Un menú antártico: corazón de foca, tortilla de pingüino y cormorán a la
parrilla - 20minutos.es
Los cerebros de foca frescos, los huevos de pingüino, o los cormoranes a la
parrilla eran hasta hace relativamente poco algunas de las exquisiteces con
las que sobrevivían los científicos situados en bases de la Antártica.

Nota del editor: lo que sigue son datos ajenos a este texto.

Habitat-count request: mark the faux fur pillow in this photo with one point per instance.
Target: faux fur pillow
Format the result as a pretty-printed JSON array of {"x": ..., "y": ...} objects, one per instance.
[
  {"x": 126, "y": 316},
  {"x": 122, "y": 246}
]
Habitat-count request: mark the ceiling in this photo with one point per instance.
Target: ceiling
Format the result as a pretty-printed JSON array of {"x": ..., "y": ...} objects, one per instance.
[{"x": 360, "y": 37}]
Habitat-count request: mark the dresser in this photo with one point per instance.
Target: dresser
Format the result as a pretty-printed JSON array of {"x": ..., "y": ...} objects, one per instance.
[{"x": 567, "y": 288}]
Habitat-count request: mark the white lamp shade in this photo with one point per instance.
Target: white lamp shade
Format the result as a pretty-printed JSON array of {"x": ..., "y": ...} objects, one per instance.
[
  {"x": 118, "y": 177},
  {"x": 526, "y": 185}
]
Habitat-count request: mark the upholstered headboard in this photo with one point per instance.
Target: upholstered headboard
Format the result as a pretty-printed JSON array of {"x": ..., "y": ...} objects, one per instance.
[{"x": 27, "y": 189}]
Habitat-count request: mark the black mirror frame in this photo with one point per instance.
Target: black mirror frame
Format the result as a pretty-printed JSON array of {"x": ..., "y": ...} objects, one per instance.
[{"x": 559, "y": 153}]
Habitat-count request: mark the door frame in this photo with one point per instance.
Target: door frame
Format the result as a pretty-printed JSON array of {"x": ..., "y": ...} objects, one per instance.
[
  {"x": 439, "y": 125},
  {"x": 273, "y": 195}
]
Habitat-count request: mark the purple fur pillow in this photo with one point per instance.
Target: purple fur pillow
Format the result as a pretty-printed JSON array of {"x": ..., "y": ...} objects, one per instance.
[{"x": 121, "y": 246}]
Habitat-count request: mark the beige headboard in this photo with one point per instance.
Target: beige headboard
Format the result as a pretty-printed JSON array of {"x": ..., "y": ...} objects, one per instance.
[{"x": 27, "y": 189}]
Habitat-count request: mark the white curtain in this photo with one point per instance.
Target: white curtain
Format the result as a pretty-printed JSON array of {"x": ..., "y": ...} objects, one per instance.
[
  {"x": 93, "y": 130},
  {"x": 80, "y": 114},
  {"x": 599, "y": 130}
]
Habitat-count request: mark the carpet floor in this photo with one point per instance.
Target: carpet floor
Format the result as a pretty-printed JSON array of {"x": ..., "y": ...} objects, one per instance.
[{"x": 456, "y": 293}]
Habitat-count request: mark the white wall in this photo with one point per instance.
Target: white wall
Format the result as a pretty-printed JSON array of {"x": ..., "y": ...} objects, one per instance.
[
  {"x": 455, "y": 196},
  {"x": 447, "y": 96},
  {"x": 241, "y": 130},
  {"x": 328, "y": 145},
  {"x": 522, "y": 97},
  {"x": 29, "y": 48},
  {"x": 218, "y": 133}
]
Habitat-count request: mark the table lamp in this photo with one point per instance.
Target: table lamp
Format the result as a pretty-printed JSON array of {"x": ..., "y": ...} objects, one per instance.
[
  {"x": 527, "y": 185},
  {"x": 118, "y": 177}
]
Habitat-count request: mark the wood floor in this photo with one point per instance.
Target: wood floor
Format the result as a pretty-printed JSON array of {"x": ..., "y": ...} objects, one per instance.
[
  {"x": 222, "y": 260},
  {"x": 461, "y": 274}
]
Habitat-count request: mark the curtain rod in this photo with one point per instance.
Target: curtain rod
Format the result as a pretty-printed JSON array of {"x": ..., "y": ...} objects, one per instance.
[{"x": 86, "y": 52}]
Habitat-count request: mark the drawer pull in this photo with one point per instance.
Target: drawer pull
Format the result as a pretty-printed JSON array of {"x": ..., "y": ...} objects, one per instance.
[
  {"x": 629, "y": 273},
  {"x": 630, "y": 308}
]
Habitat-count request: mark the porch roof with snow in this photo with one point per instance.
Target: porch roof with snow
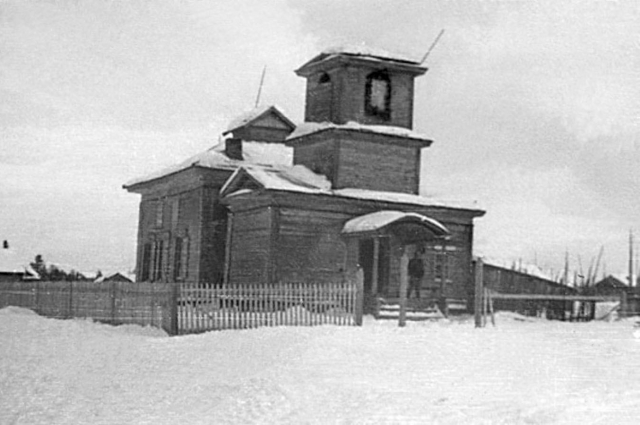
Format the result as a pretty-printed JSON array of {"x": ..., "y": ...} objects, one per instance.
[
  {"x": 299, "y": 179},
  {"x": 380, "y": 220}
]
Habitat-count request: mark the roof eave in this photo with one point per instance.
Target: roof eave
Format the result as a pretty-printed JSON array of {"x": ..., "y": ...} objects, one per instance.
[{"x": 422, "y": 143}]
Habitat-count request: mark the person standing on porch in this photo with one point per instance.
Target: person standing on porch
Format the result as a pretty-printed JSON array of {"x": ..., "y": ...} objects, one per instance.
[{"x": 416, "y": 271}]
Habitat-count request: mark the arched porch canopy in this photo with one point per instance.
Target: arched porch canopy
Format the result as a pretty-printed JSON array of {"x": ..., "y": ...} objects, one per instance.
[{"x": 409, "y": 226}]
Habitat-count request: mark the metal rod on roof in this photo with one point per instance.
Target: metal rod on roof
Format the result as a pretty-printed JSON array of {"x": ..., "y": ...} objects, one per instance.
[
  {"x": 424, "y": 58},
  {"x": 264, "y": 71}
]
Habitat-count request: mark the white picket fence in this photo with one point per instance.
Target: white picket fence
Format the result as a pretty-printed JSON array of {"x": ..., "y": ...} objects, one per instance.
[{"x": 201, "y": 308}]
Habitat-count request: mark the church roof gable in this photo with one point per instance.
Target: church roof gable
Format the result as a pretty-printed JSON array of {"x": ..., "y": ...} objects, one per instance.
[{"x": 263, "y": 116}]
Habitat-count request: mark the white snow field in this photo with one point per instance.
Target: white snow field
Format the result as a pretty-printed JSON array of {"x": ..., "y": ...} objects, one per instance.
[{"x": 523, "y": 371}]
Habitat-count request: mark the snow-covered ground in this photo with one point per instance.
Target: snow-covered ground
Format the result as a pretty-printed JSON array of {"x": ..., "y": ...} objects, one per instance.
[{"x": 522, "y": 371}]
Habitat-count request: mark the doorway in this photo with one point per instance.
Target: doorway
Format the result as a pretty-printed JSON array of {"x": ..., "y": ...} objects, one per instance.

Desde 1959, los animales antárticos están protegidos, por lo que los
científicos han dejado de alimentarse de ellos
Pero desde 1959, el Tratado del Antártico considera el continente como una
reserva natural, por lo que las bases científicas han dejado de alimentarse
de la fauna local y su dieta depende ahora de la comida que importan y
congelan.

"Hoy en día, tienes que usar lo que tienes en el almacén: cosas congeladas,
cosas en lata y, si estás realmente desesperado, cosas en polvos", explica
Alan Sherwood, un veterano cocinero de la base británica de Hortera, en la
Península Antártica.

"Ahora estamos a punto de emplear cebolla deshidratada, porque se nos han
acabado", indica. "No puedes salir a la calle y comprar unas cuantas".
La mayor parte de los alimentos llegan a hortera en barco dos veces al año,
en diciembre y marzo, junto a algún vuelo esporádico procedente de Chile.
Los cerebros de foca son una de las exquisiteces y lujos del Antártico

Sin embargo, no fue así siempre, ya que un libro de recetas de la década de
los cincuenta encontrado en la base permite echar la vista atrás a las
antiguas dieta, con cocineros preparando tortillas con huevos de pingüino o
asando corazones de foca.
En un capítulo dedicado a los cerebros de estos mamíferos, el anónimo autor
explica recetas para prepararlos fritos, gratinados, a la plancha, en
tortilla y sazonados, presentados sobre tostadas.

"Cerebros de foca... Lo considero una de las exquisiteces y lujos del
Antártico, y le encanta a la mayor parte del personal de la base", afirma en
el libro de cocina.
Los pingüinos son una versión marina del pollo

En su opinión, los cormoranes son otro manjar. "Mi consejo, si veis alguno
alrededor de la base, es que cojáis un rifle y os hagáis con unos cuantos.
Es un ave muy jugosa, y da para alimentar a unas seis personas".

El autor del libro afirma en otro punto que los pingüinos no eran su
alimento preferido, pero que muchos los consideraban una delicia. Los
pingüinos jóvenes saben mejor que los mayores, según él, y en opinión de
muchas personas es como una versión marina del pollo.